How to prevent comment spam

Just as you can get spam messages in your inbox, people (or more often bots) will leave spam comments with unsolicited advertising on your website blog or comment fields. However unlike email spam where you are the target, comment spam generally targets search engines.

Comment spam refers to a broad category of spambot or spam postings which abuse web based forms on websites. Unsolicited advertisements are posted as comments on forums, blogs, wikis and online guestbooks.

Why are they spamming me?

Spammers want to get better search rankings or lure unsuspecting visitors to dubious and malicious sites. By spamming they attempt to get more links and therefore positively affect their site’s search rankings.

In most cases, it is not a personal attack against you; rather it’s a systematic process that targets many blogs, using automated spambots.

Effects of comment spam

The effects of comment spam are usually high server load and large database tables, which can have a detrimental effect on all users on a shared server.  For this reason comment spam contravenes our Acceptable Use Policy and website owners need to put measures in place to ensure that comment spam is minimised.
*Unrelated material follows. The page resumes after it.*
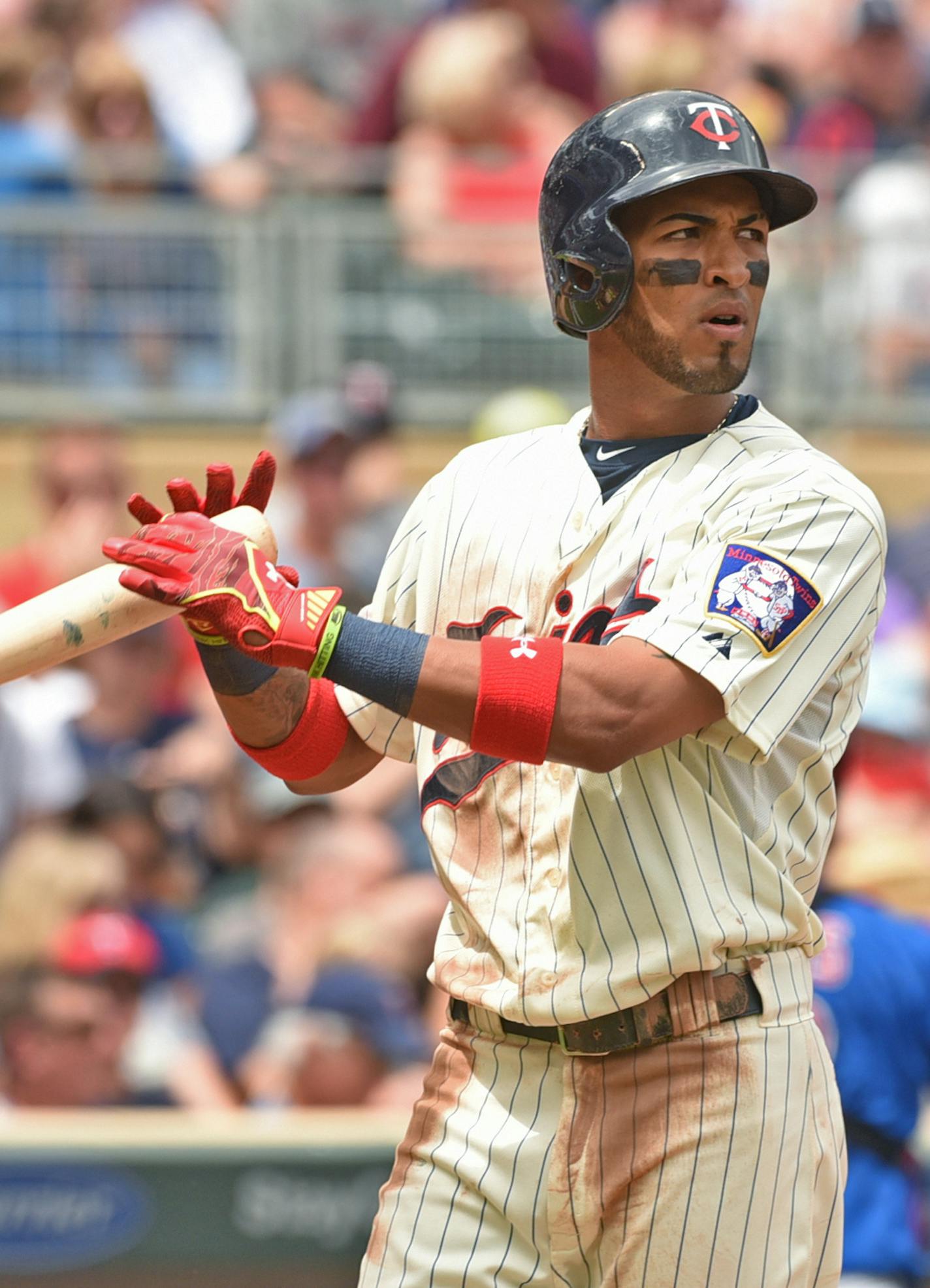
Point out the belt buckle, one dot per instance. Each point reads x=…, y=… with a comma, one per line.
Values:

This type of spam can be harmful to your site in several ways including:

  • Low-quality content (ie.s spam) on some parts of a website can impact the whole site’s Google rankings.
  • Spam can distract and annoy your users and lower the reputation of your site.
  • Unintended traffic from unrelated content on your site can slow down your site and raise bandwidth costs.
  • Google might remove or demote pages overrun with user-generated spam to protect the quality of our search results.
  • Content dropped by spammers can lead to malicious sites that can negatively affect your users.

How to prevent comment spam

Add Google reCAPTCHA

See https://www.google.com/recaptcha/intro/v3.html

ReCAPTCHA is an advanced form of CAPTCHA, which is a technology used to differentiate between robots and human users. CAPTCHA is an acronym for “Completely Automated Public Turing test to tell Computers and Humans Apart”.

Google makes it easy for users to verify their identity by simply clicking on the checkbox button.

For spambots, this technology is quite hard to bypass because when Google detects a spam bot, it gives them a much harder challenge.